US 12,249,345 B2
Ephemeral learning and/or federated learning of audio-based machine learning model(s) from stream(s) of audio data generated via radio station(s)
Johan Schalkwyk, Scarsdale, NY (US); Blaise Aguera-Arcas, Seattle, WA (US); Diego Melendo Casado, Mountain View, CA (US); and Oren Litvin, New York, NY (US)
Assigned to GOOGLE LLC, Mountain View, CA (US)
Filed by GOOGLE LLC, Mountain View, CA (US)
Filed on Dec. 5, 2022, as Appl. No. 18/074,739.
Claims priority of provisional application 63/401,399, filed on Aug. 26, 2022.
Prior Publication US 2024/0071406 A1, Feb. 29, 2024
Int. Cl. G10L 25/51 (2013.01); G10L 15/00 (2013.01); G10L 15/18 (2013.01)

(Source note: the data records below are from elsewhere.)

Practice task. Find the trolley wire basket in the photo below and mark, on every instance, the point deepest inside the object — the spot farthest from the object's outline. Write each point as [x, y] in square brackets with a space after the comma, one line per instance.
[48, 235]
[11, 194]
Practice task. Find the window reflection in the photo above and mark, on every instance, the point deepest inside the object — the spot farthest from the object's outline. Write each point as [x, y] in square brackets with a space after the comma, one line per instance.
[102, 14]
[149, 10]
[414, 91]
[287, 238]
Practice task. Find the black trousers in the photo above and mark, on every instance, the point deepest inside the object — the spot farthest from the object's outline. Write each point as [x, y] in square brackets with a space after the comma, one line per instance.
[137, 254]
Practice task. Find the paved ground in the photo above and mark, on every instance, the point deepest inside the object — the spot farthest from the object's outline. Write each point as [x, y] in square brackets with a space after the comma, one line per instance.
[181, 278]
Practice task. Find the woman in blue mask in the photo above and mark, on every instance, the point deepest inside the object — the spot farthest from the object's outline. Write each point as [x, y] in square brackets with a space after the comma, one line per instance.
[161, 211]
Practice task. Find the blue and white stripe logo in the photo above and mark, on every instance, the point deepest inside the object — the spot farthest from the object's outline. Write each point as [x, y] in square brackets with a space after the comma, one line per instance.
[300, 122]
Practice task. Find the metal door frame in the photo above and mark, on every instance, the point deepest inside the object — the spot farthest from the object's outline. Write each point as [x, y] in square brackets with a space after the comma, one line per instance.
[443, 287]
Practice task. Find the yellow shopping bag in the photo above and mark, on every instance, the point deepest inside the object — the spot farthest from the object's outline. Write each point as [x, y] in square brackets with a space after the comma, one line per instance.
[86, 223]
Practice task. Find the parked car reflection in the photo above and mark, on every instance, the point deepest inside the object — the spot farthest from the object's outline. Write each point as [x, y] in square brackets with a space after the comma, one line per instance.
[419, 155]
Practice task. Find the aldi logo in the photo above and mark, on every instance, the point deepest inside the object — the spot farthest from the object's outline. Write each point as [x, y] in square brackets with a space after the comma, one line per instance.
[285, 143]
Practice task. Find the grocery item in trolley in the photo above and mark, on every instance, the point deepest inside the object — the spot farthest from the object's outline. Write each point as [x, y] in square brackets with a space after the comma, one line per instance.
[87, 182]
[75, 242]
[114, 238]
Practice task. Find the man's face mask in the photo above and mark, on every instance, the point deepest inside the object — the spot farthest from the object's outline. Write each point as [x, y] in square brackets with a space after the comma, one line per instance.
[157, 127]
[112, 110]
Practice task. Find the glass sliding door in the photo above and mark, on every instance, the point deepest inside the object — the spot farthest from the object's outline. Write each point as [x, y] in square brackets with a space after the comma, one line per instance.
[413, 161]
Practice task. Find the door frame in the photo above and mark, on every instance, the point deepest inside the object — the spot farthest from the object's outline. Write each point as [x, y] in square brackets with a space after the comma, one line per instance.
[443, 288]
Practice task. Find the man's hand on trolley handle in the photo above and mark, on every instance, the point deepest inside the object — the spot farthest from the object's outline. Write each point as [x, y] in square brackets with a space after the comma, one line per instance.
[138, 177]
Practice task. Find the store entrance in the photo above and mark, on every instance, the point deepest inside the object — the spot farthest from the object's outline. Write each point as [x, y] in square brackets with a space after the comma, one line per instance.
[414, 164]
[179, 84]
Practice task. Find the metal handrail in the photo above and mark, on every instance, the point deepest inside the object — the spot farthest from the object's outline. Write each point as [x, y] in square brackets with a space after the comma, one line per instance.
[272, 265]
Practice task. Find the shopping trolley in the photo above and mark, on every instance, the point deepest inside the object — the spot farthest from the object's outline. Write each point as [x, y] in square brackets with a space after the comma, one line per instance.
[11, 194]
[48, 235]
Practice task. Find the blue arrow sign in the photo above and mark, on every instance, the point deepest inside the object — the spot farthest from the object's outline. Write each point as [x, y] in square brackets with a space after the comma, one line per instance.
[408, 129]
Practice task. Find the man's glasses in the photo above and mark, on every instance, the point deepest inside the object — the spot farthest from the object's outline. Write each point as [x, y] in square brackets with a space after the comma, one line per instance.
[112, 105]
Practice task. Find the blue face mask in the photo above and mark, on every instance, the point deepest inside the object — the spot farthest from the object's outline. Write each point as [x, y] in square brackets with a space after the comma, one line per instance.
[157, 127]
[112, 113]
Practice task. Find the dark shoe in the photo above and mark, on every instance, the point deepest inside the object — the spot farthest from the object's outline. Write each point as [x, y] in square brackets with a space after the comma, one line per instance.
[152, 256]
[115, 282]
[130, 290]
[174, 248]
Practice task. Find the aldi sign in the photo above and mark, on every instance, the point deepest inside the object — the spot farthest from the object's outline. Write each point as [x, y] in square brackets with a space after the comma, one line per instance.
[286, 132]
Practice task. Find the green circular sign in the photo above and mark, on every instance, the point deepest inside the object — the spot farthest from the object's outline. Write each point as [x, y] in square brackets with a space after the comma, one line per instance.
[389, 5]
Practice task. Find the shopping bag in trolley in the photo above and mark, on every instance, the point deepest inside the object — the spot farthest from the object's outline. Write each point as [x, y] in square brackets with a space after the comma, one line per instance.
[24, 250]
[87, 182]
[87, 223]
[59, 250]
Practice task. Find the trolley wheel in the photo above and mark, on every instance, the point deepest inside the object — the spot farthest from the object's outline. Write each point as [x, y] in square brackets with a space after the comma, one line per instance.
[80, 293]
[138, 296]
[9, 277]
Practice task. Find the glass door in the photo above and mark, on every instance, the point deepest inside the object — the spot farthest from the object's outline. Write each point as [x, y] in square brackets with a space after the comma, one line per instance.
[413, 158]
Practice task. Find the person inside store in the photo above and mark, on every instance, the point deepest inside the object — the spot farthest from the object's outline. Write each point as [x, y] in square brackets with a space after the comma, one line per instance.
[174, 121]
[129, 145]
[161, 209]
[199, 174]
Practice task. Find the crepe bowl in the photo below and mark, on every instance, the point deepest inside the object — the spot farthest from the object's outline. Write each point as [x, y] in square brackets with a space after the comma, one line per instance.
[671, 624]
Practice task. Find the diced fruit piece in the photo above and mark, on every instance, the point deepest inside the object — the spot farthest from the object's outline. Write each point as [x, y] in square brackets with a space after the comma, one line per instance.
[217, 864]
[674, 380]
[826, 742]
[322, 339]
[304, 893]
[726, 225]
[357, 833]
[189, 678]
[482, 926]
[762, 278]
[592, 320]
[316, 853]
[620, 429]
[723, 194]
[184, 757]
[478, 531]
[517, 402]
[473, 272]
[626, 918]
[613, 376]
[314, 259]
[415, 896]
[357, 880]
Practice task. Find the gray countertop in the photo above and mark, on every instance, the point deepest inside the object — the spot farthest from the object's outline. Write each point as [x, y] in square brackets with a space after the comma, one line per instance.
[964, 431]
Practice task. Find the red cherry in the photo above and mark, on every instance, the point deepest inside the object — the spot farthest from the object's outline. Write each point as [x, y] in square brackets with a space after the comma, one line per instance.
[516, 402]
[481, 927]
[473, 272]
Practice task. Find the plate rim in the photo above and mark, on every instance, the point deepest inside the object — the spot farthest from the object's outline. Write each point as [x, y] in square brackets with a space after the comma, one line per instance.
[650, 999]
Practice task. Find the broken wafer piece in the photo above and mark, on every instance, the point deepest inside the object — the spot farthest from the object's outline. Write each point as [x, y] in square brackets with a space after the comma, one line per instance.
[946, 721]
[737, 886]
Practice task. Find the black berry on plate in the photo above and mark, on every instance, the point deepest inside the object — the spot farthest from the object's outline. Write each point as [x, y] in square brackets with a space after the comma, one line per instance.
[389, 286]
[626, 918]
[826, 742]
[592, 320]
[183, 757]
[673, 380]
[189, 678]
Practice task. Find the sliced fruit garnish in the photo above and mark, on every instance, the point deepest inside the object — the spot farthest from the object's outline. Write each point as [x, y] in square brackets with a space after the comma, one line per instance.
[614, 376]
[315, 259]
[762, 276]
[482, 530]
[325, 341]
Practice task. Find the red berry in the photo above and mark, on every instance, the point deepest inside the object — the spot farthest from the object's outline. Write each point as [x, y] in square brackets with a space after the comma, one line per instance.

CPC G10L 25/51 (2013.01) [G10L 15/005 (2013.01); G10L 15/18 (2013.01)] 20 Claims
OG exemplary drawing
 
1. A method implemented by one or more processors of a client device, the method comprising:
receiving, from a given radio station, a stream of audio data that captures a stream of spoken utterances in a given language;
generating, based on processing the stream of audio data, an audio-fingerprint for the stream of audio data;
determining, based on comparing the audio-fingerprint for the stream of audio data to a database of audio-fingerprints, whether the stream of audio data has been previously utilized in generating a gradient for updating a global machine learning (ML) model with respect to the given language; and
in response to determining that the stream of audio data has not been previously utilized in generating a gradient for updating the global ML model with respect to the given language:
processing, using an on-device ML model that is stored in on-device storage of the client device and that is an on-device counterpart of the global ML model, the stream of audio data;
generating, using an unsupervised or self-supervised learning technique, and based on processing the stream of audio data using the on-device ML model, the gradient; and
transmitting the gradient to the remote system to be utilized in updating the global ML model with respect to the given language.